A widely anticipated verdict in trials regarding the July 15, 2016 coup attempt was announced Wednesday, as a pro-coup general and 39 others were sentenced to four instances of aggravated life sentences for an attempt to assassinate President Recep Tayyip Erdoğan. One defendant was acquitted.
The court in southwestern Turkey's Muğla – the province where Erdoğan was spending his vacation when the coup attempt unfolded – ordered that charges against Fetullah Gülen, the leader of the Gülenist Terror Group (FETÖ), be separated from the case. The charges against Burkay Karatepe, a former captain who remains on the run and Özcan Karacan, former lieutenant colonel who was captured in August, were also separated.
FETÖ is accused of masterminding the putsch bid carried out by its infiltrators in the army, and Gülen is the prime suspect in all cases related to the deadly coup attempt that killed 249 people across the country last year.
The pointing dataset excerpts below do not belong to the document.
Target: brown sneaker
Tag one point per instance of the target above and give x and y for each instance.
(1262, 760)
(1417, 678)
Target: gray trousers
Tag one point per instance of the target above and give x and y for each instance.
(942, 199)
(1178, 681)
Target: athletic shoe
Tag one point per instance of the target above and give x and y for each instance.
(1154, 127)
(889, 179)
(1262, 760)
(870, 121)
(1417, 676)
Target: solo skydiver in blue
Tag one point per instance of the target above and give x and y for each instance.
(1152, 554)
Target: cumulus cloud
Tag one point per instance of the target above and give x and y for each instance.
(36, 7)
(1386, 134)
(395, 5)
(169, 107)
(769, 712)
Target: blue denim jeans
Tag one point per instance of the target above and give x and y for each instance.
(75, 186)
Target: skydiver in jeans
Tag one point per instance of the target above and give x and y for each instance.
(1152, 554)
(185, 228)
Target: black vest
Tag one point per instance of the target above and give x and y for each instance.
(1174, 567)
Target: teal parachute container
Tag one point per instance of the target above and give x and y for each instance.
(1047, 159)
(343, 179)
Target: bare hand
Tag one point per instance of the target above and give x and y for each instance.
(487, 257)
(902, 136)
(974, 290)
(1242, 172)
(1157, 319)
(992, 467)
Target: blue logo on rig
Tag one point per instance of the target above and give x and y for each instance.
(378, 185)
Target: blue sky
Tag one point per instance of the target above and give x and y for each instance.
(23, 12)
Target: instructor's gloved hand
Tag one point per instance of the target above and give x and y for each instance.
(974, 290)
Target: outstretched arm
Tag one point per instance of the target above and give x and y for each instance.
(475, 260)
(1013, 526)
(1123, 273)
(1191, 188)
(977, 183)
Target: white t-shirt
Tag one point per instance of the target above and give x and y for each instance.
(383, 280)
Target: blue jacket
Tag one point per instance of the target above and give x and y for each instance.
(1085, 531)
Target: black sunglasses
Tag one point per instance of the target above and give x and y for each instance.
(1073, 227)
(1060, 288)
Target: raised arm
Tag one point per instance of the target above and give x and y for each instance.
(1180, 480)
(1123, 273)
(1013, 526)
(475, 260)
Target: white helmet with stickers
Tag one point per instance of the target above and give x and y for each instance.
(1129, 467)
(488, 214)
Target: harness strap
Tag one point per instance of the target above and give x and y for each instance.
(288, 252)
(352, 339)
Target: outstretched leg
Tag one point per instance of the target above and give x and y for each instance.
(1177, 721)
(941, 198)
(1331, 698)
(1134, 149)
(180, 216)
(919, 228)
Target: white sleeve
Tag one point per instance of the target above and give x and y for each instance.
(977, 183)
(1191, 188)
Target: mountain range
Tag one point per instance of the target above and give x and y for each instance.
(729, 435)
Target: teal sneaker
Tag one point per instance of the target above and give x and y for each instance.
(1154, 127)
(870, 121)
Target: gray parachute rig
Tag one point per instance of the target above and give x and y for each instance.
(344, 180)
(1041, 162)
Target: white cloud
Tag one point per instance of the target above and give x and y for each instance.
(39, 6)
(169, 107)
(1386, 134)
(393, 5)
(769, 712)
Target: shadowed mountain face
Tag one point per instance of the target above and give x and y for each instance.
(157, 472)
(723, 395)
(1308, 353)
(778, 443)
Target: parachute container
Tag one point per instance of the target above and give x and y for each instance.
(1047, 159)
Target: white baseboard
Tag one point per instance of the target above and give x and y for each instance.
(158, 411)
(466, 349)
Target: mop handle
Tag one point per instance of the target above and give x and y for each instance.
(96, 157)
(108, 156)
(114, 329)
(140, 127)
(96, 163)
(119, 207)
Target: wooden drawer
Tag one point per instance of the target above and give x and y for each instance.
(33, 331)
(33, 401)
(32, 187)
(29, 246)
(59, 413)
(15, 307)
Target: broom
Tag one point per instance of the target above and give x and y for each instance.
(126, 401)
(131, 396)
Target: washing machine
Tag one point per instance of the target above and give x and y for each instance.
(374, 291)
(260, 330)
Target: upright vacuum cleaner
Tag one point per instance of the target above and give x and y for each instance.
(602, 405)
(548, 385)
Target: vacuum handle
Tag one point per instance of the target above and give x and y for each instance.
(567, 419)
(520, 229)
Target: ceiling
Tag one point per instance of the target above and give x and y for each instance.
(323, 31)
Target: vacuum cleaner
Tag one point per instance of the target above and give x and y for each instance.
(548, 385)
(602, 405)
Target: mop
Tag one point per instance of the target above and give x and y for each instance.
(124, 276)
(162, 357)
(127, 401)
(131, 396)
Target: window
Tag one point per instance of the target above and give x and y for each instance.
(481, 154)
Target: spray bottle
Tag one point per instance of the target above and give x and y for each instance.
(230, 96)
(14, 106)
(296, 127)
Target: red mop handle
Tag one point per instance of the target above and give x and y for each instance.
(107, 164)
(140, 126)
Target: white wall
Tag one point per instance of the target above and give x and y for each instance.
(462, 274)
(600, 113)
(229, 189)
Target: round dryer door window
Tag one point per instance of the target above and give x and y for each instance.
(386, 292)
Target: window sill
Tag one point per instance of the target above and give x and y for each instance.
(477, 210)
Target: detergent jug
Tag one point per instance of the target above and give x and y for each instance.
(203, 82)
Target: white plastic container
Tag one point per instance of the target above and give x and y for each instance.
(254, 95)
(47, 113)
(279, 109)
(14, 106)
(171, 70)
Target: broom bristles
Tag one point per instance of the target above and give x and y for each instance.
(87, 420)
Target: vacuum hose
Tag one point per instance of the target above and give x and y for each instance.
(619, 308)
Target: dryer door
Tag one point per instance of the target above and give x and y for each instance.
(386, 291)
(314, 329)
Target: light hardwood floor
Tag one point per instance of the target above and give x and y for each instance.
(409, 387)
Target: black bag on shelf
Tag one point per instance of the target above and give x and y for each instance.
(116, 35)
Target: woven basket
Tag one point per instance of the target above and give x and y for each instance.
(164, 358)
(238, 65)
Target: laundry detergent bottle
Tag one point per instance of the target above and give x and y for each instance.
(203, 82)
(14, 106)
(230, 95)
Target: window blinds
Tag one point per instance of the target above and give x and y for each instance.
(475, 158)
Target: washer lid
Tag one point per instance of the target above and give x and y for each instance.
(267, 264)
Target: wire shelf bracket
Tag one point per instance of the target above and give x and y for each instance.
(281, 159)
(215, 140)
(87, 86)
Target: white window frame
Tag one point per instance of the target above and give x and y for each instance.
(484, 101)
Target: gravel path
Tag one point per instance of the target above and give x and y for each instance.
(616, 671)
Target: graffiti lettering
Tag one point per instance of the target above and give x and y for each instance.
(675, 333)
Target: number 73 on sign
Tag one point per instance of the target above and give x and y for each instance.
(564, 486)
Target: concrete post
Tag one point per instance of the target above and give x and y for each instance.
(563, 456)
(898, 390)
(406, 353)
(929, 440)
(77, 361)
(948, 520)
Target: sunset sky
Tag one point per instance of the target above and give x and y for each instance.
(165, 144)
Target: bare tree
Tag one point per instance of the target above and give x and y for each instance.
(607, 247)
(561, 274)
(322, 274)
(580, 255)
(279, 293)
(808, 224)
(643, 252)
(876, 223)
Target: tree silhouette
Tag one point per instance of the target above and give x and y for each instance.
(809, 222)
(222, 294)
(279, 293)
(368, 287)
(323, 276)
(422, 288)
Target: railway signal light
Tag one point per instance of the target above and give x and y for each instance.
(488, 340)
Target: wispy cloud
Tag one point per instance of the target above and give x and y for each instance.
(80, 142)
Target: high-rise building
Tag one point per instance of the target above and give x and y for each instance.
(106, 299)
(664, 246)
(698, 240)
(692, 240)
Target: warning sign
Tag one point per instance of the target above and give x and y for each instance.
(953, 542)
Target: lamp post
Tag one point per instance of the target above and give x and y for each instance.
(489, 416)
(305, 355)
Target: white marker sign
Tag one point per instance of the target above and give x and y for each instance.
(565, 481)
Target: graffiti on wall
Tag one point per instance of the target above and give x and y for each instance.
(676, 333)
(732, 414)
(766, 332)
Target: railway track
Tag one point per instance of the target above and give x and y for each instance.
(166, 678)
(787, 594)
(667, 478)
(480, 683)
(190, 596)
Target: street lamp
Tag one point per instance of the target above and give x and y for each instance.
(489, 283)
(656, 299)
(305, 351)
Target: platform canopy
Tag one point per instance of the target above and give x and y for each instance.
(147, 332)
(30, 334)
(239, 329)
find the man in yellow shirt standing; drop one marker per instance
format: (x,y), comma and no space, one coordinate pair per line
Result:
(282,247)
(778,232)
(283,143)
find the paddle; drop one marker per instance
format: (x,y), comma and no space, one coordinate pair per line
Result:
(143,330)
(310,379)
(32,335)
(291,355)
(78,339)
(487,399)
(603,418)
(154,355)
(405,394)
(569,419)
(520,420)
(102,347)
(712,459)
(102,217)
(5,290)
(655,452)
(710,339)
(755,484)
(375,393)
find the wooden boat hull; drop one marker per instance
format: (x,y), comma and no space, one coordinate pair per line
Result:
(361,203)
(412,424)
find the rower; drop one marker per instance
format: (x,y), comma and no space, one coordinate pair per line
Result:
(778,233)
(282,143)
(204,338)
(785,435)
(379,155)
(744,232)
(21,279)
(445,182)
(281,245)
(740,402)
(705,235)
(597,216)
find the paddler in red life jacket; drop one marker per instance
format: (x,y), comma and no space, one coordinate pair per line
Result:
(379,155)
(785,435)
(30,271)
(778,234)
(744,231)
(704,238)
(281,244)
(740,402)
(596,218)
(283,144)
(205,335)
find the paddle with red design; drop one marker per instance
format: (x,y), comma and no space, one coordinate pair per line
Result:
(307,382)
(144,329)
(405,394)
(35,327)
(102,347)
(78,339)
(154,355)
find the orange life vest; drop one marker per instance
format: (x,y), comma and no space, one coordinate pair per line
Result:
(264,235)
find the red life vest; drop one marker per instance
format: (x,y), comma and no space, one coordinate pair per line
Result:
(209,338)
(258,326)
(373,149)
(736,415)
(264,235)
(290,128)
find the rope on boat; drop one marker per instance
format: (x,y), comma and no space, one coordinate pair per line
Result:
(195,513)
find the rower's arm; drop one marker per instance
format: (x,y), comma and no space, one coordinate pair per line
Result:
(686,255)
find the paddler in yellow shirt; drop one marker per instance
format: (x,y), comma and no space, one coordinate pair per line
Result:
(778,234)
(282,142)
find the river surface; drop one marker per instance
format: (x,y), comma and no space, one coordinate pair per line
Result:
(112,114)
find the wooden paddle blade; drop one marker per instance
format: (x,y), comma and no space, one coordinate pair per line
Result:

Forty-seven defendants in the case, including 37 former military personnel, have been on trial since February. Several suspects were captured in the countryside in Muğla province, discovered in hiding days after the coup attempt. Gökhan Şahin Sönmezateş, the brigadier general who coordinated the mission to assassinate Erdoğan and selected the teams of assassins who came from the nearby city of İzmir to Muğla, was captured in Ankara.
Sönmezateş and others were sentenced to four life sentences for both the coup attempt and the killing of two police officers. Ali Yazıcı, a former military aide to Erdoğan who allegedly sought to locate the president during the coup attempt to inform the coup plotters of his whereabouts, was sentenced to 18 years in prison. He could still face a life sentence in two other coup-related cases underway in Ankara. The verdict on Gülen could also be announced during a main trial that is still underway in Ankara, where trials are ongoing against the former preacher and dozens of others, including Akın Öztürk, the general who led the putschist Peace At Home Council.
Former non-commissioned officer Zekeriya Kuzu, who was dubbed as the FETÖ "imam" of Çiğli Air Base in Izmir where the commando teams were stationed, was also given four aggravated life imprisonment terms. In addition to life sentences, Kuzu was also sentenced to 54 years in jail for seizing wallets of three police officers during the raid.
Former Lt. Col. Hüseyin Yılmaz, who was accused of aiding the would-be assassins, was acquitted. Yılmaz has long claimed that it was not him who told Sönmezateş the name of the hotel where Erdoğan was staying on July 15, 2016. Yılmaz was at Akıncı Air Base, the putschist command center in Ankara, during the coup attempt, and currently among the suspects of Akıncı Air Base Trial.
During the coup attempt, Erdoğan and his family were staying at a hotel in Marmaris, a popular vacation resort in Muğla province. When the president learned that a coup was unfolding across the country, he quickly left the hotel and flew to Istanbul, where he rallied crowds to confront the putschists.
Two teams of putschist officers, all from an elite military unit, had previously arrived at the hotel to kill or capture Erdoğan and engaged in a shootout with police that were guarding the venue. The soldiers managed to escape after the shootout in which two police officers were killed.
Throughout the hearings, defendants had denied charges while Sönmezateş was the only one to admit that he had willingly joined the coup attempt. Other military officers in lower ranks claimed that they thought they had been sent to capture "a senior terrorist." Most defendants also insisted that they were misled and "another team of soldiers" were actually sent before them to the hotel, although they failed to provide evidence regarding these claims.
When asked to give their last statements before the announcement of the verdicts in court, the defendants again claimed that they were innocent. Sönmezateş said the court did not look into facts while former Captain Ergün Şahin said he only followed "martial law directive" and would "do the same thing" if he was ordered to do so again.
Presiding Judge Emirşah Baştoğ countered the defendants' claim that the court was under pressure and said the trial was concluded in its normal course.
Outside the courthouse, a crowd gathered while the defendants were brought into court under tight security measures. Protesters chanted slogans demanding the death penalty for the defendants. Public calls for the reinstatement of the death penalty were elevated after the coup attempt and Erdoğan has pledged that he will sign the decree to reinstate the now abolished death penalty if approved in Parliament.
Ravza Kavakçı Kan, deputy chairman of the ruling Justice and Development Party (AK Party), was among those at the final hearing of the trial. Speaking to Anadolu Agency (AA) after the verdict, Kan said they never doubted that "justice would prevail" in the case. "This instills hope that more verdicts will be made over this ugly, treacherous coup attempt," she said.